Duncombe referenced recent efforts by U.S. Senators Bill Nelson (Florida) and Bob Menendez (New Jersey) to introduce a bill to ensure that foreign oil producers were financially accountable for damages that result from oil spills originating outside of American waters.
“It’s something we must look at too,” Duncombe said. It has implications for this country as both a potential victim and perpetrator of a spill, should exploratory drilling occur in Bahamian territorial waters next year.

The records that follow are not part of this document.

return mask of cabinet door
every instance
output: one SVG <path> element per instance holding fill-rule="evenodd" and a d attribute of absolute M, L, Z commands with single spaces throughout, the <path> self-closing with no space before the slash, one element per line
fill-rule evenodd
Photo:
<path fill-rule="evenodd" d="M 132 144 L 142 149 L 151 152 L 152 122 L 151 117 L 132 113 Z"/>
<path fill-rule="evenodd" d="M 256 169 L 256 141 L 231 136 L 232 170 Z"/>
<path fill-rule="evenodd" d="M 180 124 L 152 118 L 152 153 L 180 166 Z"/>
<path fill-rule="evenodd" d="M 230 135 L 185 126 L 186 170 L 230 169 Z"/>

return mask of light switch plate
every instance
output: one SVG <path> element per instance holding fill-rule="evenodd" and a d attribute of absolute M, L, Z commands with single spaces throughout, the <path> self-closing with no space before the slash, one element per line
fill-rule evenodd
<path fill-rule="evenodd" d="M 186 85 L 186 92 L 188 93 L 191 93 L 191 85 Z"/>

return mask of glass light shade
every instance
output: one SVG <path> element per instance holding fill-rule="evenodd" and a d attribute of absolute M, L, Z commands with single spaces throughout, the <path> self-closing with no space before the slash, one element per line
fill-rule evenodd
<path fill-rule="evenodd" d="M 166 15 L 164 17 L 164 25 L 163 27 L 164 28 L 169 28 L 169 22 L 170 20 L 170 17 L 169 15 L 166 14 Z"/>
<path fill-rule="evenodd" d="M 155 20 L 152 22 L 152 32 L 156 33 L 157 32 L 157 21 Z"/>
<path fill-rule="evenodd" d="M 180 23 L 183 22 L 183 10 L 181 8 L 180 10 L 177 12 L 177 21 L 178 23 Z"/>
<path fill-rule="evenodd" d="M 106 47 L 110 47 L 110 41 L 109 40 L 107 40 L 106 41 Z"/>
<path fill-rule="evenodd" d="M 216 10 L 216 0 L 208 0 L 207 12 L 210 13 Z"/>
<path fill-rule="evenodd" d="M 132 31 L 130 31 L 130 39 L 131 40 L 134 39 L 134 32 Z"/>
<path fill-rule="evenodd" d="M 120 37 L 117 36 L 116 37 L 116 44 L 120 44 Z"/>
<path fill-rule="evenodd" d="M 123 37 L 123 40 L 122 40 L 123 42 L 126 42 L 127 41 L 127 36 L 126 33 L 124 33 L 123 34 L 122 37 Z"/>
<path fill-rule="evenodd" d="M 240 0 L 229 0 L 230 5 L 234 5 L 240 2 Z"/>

Since the Deepwater Horizon oil spill disaster in the Gulf of Mexico in April 2010, the Government of The Bahamas has put the brakes on any oil drilling in these waters. According to official statements, it’s been in an information-gathering phase to ensure all appropriate protocols and measures are in place first.
The ongoing forum should assist with those efforts. According to information from the IMO, the forum’s objective is to further the effectiveness of the International Convention on Oil Pollution Preparedness, Response and Cooperation (OPRC). That convention was adopted in 1990 but came into force May 2005.
Among the areas to be addressed is the development of a “consensus understanding among the participating nations regarding a worst-case discharge and the means for effectively combatting it’, according to the IMO statement.
Improving regional cooperation is a priority as well.
The ongoing forum is taking place at Police Headquarters and is being hosted by the Ministry of the Environment, and runs through Dec 9. Guardian Business was told the technical sessions were closed to the media.
The USA has funded three delegates and will be providing the bulk of the subject matter experts. The IMO is funding two delegates from Cuba, Jamaica and Mexico, with each participating country sending additional participants and funding. It expected about 29 participants ahead of the beginning of the conference.
Contingency plans aside, Duncombe hopes there will be no drilling in The Bahamas. In this country and across the region, she says it’s time to change the focus from oil production and mitigating its negative side effects to utilizing clean, renewable energy sources.
For now, that discussion may be more theoretical than pragmatic, as a drilling rig, the Scarabeo 9, now makes its way to Cuba’s Jaguey prospect off the north coast of Havana. By next month, the Spanish oil explorer Repsol could begin drilling a 5,600 feet deep well in a fast-flowing area of the Gulf Stream there.
In Jamaica, Sagres Energy, a Canadian oil exploration company, recently announced plans to drill some 120 kilometers off the coast of Port Kaiser. Jamaica’s Gleaner reported in November that Sagres intended to start drilling by the end of this year.